When something in life isn't working, most of us look outward first, hoping the answer is out there. It makes sense, and it can bring relief for a while. But the thing underneath usually sits closer to home, somewhere in us, and that can be the last place we want to look.
The other way is quieter, and harder: to turn toward what's actually going on in you, and to stay with it.
That's hard to do on your own.
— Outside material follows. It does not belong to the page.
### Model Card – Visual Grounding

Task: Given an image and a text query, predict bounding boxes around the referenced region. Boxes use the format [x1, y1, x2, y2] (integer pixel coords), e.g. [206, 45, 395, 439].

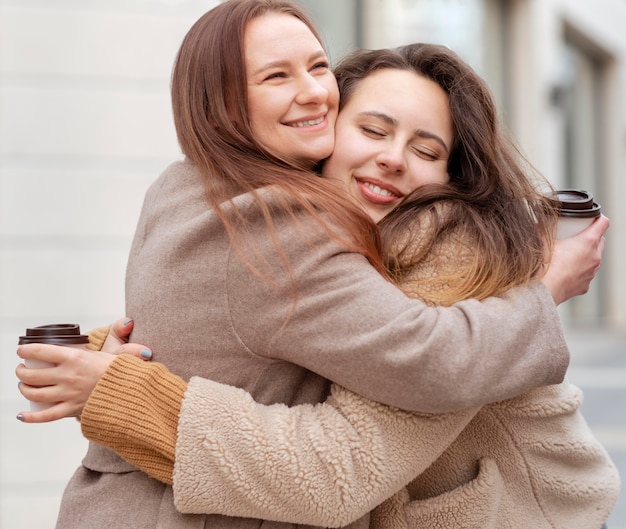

Left to ourselves, we're good at looking away at the last moment, at talking ourselves out of what matters. We clog our ears with podcasts and audiobooks in every spare moment, so we never have to sit with our own inner experience. Another person can change that: someone who listens closely, who won't rush to fix you or tell you what to do, and who can stay with you while you look at what you'd rather avoid.
So what is coaching?
Coaching isn't advice, and it isn't me handing you a method to follow. Methods, guides, and how-tos are everywhere you turn, and you can find endless versions of them. This is different. Here, you're the one in the driver's seat. For one hour a week, you make a commitment: to look inward, to speak truthfully, and to work through the sources of your suffering.
My part is a certain kind of attention. The psychologist Carl Rogers described it better than I can. He was writing about therapy, but it's the same spirit:
“Entering the private perceptual world of the other and becoming thoroughly at home in it. Moving about in it delicately, without making judgments.”
Carl Rogers
That's what I try to offer: a companion in your own world, seeing it with you through fresh eyes. And not a blank wall — when I see something, I'll say it plainly. What you make of it stays yours.